Au décès de son père, l’un de ses enfants, repreneur de l’exploitation agricole de ses parents, est condamné à rapporter à sa succession 32 703, 95 € et 27 733,83 €, montants des fermages dus au titre d’un bail rural et d’un bail à cheptel, sur des périodes d’environ 7 ans. Pour ce faire, la cour d’appel retient que l’enfant fermier ne justifie pas de l’apurement de ces sommes.

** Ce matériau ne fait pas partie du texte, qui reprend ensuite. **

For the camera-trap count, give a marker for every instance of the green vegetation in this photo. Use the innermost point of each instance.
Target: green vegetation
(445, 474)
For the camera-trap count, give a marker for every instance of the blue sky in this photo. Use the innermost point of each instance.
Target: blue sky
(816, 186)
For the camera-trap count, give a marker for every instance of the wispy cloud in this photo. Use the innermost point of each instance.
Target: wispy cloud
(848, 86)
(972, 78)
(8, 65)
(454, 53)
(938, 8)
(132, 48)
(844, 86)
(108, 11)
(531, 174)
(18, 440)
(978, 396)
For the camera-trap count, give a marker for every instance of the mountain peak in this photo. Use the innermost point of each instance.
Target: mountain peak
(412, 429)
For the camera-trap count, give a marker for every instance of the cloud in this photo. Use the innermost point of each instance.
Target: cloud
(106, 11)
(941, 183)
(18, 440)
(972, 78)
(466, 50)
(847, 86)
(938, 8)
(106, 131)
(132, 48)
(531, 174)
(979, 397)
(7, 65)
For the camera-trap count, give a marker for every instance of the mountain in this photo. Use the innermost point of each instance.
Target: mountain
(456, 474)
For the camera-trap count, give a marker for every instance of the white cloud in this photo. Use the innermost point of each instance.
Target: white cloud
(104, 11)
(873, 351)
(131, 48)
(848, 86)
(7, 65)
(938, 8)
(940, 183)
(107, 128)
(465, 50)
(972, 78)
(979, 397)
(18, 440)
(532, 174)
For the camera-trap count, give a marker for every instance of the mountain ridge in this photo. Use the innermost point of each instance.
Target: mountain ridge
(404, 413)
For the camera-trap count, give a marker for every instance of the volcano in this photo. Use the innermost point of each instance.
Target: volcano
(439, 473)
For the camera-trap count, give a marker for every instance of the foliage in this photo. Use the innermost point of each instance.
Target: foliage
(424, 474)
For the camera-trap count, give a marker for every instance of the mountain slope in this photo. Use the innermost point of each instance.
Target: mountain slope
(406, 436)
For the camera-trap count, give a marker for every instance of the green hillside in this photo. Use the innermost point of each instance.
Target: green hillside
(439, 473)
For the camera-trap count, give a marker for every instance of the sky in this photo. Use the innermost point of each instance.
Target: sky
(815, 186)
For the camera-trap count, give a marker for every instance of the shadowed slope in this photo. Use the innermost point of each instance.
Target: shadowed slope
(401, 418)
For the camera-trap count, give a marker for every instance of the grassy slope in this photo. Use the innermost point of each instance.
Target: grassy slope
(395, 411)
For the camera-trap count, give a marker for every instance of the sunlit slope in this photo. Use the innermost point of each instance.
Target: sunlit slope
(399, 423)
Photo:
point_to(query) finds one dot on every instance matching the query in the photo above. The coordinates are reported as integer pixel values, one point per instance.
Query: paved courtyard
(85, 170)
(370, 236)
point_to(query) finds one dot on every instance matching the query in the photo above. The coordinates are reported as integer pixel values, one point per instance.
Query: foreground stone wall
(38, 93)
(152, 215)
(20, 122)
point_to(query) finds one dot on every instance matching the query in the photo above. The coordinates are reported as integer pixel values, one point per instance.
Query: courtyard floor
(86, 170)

Fort logiquement la Cour de cassation censure les juges du fond, à qui elle rappelle qu’il ne suffit pas de retenir l’appauvrissement du disposant pour caractériser une libéralité rapportable. Il faut également constater l’existence de l’intention libérale des prétendus disposants (C. civ. art. 843, al. 1).
A noter :
Les Hauts Magistrats sont amenés à rappeler très fréquemment le double critère sur lequel repose la notion de libéralité, en l'espèce entre vifs (F. Terré, Y. Lequette et S. Gaudemet : Les successions. Les libéralités, Dalloz 5e éd. 2024, nos 273 s.) :
le premier, critère objectif, qui requiert un appauvrissement du disposant et un enrichissement du gratifié. En l'espèce, le montant des fermages ;
le second, critère subjectif, qui suppose du disposant l'existence d'une intention libérale envers le bénéficiaire de la libéralité.
Par conséquent, lorsqu'il s'agit de démontrer l'existence d'une libéralité, il convient de rapporter la preuve à la fois du transfert patrimonial sans contrepartie et de l'intention libérale. Les juges du fond doivent y veiller, sans quoi ils s'exposent à la censure comme dans cette affaire. En l'occurence, l'enjeu était de taille puisqu'il s'agissait d'exiger le rapport à la succession du père de la somme de 60 437,78 € prétendument donnée.
Pour une autre illustration récente en ce sens, à propos de l’occupation d’un logement par un successible en échange d’un loyer inférieur au prix du marché : Cass. 1e civ. 12-6-2024 n° 22-19.569 F-D.